Your cat does NOT hate you!!!!!!!!!!!
First of all, welcome to TCS, and I'm glad you found us! And thank you for rescuing a shelter kitty!
As a "dog" person, you're used to an animal that immediately loves you, that seems to show her appreciation in very immediate and apparent ways, and that is motivated to make you happy. Cats are quite different. You have to earn their love and trust, because they are independent and proud. They do show they love you, and they do share their appreciation - but it's something that happens over time, not right away.
They are social animals, but they are not pack animals. Unlike with dogs, they do not come preprogrammed to look to the alpha for leadership, and they do not come preprogrammed to make you happy. But once you've earned that trust - it's a very different kind of bond than you get with a dog. And when you've worked so hard to earn it, it's really rather remarkable and incredible and something that feels quite wonderful. In fact, I'd have to say that it's a bond between human and animal like no other.
Cats are not genetically programmed to make people happy. (Can I say this like a million more times?
) They are genetically programmed to keep watch over their territory. So changing a cat's territory is traumatic to kitty. Their initial reaction is fear. Your kitty has just been very traumatized, being moved around. He was happy and loving because he'd made the cage his territory, and he knew it was safe.
For now, his territory is his crate, and the bathroom. He started to explore a bigger territory - and in his mind horrible things happened to him! He got trapped, a strange person pushed and shoved and him - and that strange person's smell is all OVER the place!
As he comes to feel safe, he will slowly expand his territory. But the crate or the bathroom may be kitty's territory for a little while. Cats operate on their own schedule, so the less you have some kind of time frame in your mind, the happier you (and he) will be.
But until he's learned that the human in the same space with him is not any kind of threat, he'll probably keep to a very small territory. Or, if you leave the bathroom door open at night and when you're not away, he'll come out to explore when you're not around.
What you can do to help him learn that you're not a threat to him and to make him more comfortable:
1) Sit on the bathroom floor and read out loud.
2) Get a radio and tune it to a classical station, playing softly in there.
3) Ignore him at first when he shows interest in you.
I KNOW you want to pick him up and let him know how loved he is - but he doesn't get that yet! First he needs to figure out you don't actually mean him harm. As he figures out you're not a threat, you can work on getting him to associate you with good things:
4) Get a couple of old t-shirts really sweaty. Put one of these under his food dish.
Use the other one to leave treats out on for him - you don't have to be there when he eats them. Put the t-shirt down, put treats on it, and leave. Or sit there on the floor reading. If he doesn't come out, leave them for him to eat after you've left.
Cats learn by association. It's totally different than with dogs. So by getting him to to associate you with food and good things, that will help him come around.

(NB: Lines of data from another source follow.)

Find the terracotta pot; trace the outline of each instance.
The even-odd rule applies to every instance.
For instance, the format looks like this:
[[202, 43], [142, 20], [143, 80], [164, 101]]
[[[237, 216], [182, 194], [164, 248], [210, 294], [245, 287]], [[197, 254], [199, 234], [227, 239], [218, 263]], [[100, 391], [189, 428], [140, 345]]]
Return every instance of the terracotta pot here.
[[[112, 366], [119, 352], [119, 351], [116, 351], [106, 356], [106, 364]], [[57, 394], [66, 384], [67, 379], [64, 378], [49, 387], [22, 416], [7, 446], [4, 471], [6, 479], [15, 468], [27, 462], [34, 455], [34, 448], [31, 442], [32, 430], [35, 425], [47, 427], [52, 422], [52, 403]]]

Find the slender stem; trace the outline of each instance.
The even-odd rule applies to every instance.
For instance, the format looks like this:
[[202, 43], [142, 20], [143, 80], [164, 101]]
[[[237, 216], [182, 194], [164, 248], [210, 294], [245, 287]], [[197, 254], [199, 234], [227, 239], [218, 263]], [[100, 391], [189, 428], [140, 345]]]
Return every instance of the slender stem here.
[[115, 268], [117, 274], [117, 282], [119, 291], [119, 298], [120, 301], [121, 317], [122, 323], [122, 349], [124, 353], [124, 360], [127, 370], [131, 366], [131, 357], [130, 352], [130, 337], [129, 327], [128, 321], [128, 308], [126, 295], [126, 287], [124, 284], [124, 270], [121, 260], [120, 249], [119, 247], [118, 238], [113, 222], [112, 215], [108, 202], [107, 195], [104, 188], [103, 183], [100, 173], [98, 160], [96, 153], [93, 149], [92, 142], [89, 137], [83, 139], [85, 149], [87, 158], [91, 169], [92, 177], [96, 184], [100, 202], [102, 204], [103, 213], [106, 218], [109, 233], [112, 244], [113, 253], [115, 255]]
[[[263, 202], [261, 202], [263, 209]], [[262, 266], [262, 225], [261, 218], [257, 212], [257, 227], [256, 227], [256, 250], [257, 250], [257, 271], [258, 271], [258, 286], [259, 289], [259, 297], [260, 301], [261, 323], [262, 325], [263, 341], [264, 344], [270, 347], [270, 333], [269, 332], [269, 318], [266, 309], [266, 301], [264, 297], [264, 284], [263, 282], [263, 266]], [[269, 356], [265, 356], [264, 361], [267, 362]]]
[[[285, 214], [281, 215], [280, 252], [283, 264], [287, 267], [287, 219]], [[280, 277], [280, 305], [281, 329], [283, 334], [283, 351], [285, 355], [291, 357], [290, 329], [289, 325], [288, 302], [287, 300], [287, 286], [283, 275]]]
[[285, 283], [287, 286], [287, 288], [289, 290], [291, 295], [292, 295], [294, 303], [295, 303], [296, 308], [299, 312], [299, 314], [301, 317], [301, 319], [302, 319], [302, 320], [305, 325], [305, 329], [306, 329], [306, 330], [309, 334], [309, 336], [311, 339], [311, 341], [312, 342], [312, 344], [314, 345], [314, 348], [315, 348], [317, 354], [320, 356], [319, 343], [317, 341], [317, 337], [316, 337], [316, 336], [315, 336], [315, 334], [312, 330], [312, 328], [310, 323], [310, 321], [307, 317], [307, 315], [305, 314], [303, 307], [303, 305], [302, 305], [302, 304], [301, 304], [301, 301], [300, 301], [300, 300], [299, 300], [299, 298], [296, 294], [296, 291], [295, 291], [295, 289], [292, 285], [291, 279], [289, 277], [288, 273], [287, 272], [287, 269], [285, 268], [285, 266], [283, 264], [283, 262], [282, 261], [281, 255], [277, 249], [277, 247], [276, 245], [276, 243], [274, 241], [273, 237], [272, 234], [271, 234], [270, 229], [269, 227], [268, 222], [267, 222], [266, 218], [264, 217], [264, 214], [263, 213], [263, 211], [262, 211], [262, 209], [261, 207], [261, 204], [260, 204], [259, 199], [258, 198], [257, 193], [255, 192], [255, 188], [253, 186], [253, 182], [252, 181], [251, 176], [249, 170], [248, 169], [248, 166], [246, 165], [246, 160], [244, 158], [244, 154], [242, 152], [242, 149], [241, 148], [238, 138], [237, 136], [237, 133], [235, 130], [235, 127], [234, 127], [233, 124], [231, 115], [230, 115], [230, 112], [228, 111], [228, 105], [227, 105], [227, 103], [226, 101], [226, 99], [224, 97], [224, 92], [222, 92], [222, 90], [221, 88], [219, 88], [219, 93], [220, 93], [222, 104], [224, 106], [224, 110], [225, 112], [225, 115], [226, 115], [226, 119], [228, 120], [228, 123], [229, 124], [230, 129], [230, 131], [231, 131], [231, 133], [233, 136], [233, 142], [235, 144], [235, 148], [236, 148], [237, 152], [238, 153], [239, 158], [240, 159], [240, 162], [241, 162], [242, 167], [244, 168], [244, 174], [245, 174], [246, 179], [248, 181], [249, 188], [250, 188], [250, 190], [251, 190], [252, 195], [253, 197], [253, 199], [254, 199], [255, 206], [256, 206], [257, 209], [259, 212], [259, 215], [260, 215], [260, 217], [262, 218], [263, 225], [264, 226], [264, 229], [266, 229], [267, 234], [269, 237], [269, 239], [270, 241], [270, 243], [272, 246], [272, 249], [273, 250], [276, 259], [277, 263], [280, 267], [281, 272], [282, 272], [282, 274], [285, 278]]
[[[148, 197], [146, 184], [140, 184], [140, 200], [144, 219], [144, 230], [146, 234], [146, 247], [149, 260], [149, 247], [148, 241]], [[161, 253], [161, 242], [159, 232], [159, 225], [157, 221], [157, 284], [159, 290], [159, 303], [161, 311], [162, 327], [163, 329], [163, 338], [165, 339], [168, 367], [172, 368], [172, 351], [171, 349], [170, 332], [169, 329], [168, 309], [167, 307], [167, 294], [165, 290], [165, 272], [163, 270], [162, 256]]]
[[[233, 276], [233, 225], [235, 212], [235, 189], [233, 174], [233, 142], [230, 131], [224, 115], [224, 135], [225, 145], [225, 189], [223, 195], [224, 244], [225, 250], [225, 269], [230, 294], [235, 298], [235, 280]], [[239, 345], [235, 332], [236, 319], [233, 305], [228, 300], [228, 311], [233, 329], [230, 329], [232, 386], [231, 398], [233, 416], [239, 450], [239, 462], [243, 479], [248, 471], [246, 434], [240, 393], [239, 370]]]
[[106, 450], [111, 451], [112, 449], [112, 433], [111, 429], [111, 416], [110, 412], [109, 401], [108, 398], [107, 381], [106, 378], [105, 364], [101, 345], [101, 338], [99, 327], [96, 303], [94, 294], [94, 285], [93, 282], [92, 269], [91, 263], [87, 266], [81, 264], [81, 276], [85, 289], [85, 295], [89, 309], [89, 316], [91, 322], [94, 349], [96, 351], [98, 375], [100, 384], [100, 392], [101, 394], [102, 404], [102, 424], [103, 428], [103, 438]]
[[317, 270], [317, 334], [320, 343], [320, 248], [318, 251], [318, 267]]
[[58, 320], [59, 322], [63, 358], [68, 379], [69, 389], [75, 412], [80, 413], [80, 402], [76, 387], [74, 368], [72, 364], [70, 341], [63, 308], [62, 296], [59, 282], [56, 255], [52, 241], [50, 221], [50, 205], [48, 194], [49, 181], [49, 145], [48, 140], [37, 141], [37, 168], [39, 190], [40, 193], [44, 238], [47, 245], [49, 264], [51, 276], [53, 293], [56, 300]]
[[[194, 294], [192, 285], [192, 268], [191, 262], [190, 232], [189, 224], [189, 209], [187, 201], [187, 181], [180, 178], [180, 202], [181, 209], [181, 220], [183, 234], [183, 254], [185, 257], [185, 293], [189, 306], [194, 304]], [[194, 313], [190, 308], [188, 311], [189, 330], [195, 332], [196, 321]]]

5) If he comes out of the crate or bathroom and is wherever you are, don't look him in the eyes. This is a sign of aggression. Look at his forehead or over his head. Better yet - if you're on the floor reading out loud or something, ignore him, and stretch your arm out a little bit - PALM DOWN. For dogs it's palm up - for cats, palm down is less threatening.
6) If he sniffs, let him - don't try to pet him. The first thing you need to establish is that you don't want anything from him, you don't want to do anything to him. Once he gets this, then he'll let you know when he wants attention and/or pets by "bumping" you. He'll either rub up against you - or he'll literally bump your hand or arm or leg with his head.
7) When you get to the point where you're petting kitty, do NOT pet kitty's tummy. Some cats do like to have their tummies rubbed. Some cats come to enjoy it. But at first - avoid it. Cats get overstimulated very easily. They often "drop" to their sides and roll - and it looks like an invitation to rub a tummy. Especially to dog people. This is rarely what they want. Our kitties flop over, and still want to be petted on their cheeks - sometimes under the chin. Cats have scent glands in their cheeks - it starts at the back of the gum - and this scent gland puts out "friendly" markers. For some reason they love having this stimulated. But when you see the end of their tail begin to flick, stop. Otherwise kitty may give you a quick bite. Some cats are good about this - giving signals that they've had enough, or that they're starting to get overstimulated - other cats aren't. And the way they then communicate they've had enough is to a) give you a quick bite (often it's more like put their teeth on you - but if you're new to kitties and he's really overstimulated, he may give you an actual bite - but not break skin - enough to let you know "stop." ) or b) put their paw on your hand. Again - it's the opposite of dogs. With cats, the paw on your hand almost always means "stop," not "more."
The Feliway should really help your kitty adjust to his new environment without as much stress!
Most importantly - feel free to ask lots of questions! I didn't know a thing about cats - and they are SO different than dogs, and if you work on changing your expectations and just let kitty be kitty, and go through his adjustment process, you'll be converted to a kitty lover in no time at all - and you'll be amazed at the bond you'll have with your new baby boy.